Was he begotten as in his mind? He thought it out to have a son? I mean from what I understand you believe that God has always existed as he is now. Nothing more or nothing less. You beleive that the Son has always existed but was not the Father but was one with the Father. Yet there is only one God. How was Jesus begotten. Why does begotten in the bible different for us than God?
The term "begotten" speaks of the Father as Jesus' Source or Origin, the Son is from or of the Father, but not as a creature, and not as a human son is from or of his human father. It speaks to a fundamentally greater reality than we can fully comprehend.
Here is how Fr. Hans Urs von Balthasar in his word
Credo puts it,
"
That he is Father we know in utmost fullness from Jesus Christ, who constantly makes loving, thankful, and reverent reference to him as his Origin. It is because he bears fruit out of himself and requires no fructifying that he is called Father, and not in the sexual sense, for he will be the Creator of man and woman, and thus contains the primal qualities of woman in himself in the same simultaneously transcending way as those of man. (The Greek gennad can imply both siring and bearing, as can the word for to come into being: ginomai.) Jesus’ words indicate that this fruitful self-surrender by the primal Origin has neither beginning nor end: It is a perpetual occurrence in which essence and activity coincide. Herein lies the most unfathomable aspect of the Mystery of God: that what is absolutely primal is no statically self-contained and comprehensible reality, but one that exists solely in dispensing itself: a flowing wellspring with no holding-trough beneath it, an act of procreation with no seminal vesicle, with no organism at all to perform the act. In the pure act of self-pouring-forth, God the Father is his self, or, if one wishes, a “person” (in a transcending way)."
And later
"
That God is Father also means that he has a child. We transient creatures are not this child that God must have if he is to be called Father. There are billions of us, and none of us has a permanence that might be even remotely comparable to that of God.

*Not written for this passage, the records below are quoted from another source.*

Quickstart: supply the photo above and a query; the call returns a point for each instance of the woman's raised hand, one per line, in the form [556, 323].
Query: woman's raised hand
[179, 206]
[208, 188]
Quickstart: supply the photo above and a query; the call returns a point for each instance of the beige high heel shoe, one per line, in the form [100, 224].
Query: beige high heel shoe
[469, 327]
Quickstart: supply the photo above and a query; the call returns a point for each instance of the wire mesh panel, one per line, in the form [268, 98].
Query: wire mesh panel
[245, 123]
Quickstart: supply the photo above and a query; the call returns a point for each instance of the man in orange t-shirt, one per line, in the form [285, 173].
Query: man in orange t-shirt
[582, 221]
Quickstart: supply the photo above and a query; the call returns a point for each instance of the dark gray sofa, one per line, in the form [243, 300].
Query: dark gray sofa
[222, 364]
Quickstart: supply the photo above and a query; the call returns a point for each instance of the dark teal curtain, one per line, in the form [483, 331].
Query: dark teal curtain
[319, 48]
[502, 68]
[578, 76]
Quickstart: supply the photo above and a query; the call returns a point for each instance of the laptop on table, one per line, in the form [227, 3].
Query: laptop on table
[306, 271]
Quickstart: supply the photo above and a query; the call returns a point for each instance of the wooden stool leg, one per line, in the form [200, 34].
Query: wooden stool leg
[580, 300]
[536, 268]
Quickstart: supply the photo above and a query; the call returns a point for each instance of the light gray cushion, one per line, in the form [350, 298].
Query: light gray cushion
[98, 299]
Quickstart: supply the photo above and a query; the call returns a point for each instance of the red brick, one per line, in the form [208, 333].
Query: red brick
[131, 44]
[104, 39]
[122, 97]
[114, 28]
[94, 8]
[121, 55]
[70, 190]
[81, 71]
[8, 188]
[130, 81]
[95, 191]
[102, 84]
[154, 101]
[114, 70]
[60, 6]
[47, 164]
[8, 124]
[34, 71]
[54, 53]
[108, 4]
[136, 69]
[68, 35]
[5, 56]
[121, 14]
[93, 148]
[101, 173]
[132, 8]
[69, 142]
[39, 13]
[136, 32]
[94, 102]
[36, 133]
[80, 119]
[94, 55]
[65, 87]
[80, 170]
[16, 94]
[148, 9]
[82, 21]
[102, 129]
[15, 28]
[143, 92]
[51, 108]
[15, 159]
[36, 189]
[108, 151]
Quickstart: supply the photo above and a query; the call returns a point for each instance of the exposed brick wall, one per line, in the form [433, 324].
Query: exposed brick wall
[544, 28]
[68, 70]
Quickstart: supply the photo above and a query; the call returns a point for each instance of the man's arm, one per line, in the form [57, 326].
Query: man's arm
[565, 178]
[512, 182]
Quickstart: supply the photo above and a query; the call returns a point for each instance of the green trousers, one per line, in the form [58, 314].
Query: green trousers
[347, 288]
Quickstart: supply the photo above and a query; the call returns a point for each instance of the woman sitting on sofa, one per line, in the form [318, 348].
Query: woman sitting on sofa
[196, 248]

No, in order to be called Father, one who surrenders himself eternally, God must have a “single,” “only begotten” Son. (We call him Son, and not Daughter, because he will appear in the world as male, and will do so in order to represent to us the authority of the fruitful fatherly Origin.) Christianity stands or falls with this assertion that there is an inner-divine fruitfulness (the Spirit will be named in the immediately following article), for if God is not in himself love, then, in order to be love, he would need the world, and that would spell the end of his divinity—or we would have to characterize ourselves as part of God and thus ascribe necessity to ourselves."
God's existence is more than just a mere static existence, rather God is also His Act; the Act of the Son's generation is intrinsic to God's own Self, it is fundamentally the way in which God is God. God flows from God, Light emits Light. The interior Divine Activity--the generation of the Son and the procession of the Spirit--is the way in which God is God. The Father begets the Son, the Son is begotten of the Father, and the Holy Spirit proceeds. There is Love in its Source, Love in its Outpouring, and the Union of Both; Lover, Beloved, and the Bond of Love. Or as St. Augustine puts it:
"
But what is love or charity, which divine Scripture so greatly praises and proclaims, except the love of good? But love is of some one that loves, and with love something is loved. Behold, then, there are three things: he that loves, and that which is loved, and love." - St. Augustine, On the Trinity, Book VIII.14
For it could not be that God is love unless there is an object to love; is the love of God selfish--then the divine revelation of love in Scripture fails, is the object of God's love His creation? Then God could not be love without the extradivine world of His creation. But rather God is love, and this love is intradivine, between Father, Son, and Holy Spirit; this love is bound up in God's way of being God, having never begun and without end. The Father has so loved the Son, never having begun to love, but this love having always been, for it is God being God to love.
And so we have, in the Incarnation--in the sending of the Son and Logos who becomes flesh--who suffers for us and dies for us; not something new added to Who God is. We have instead the
revelation of what it means for God to be God; God is God because He, in the words of Herbert McCabe, "throws Himself away in love."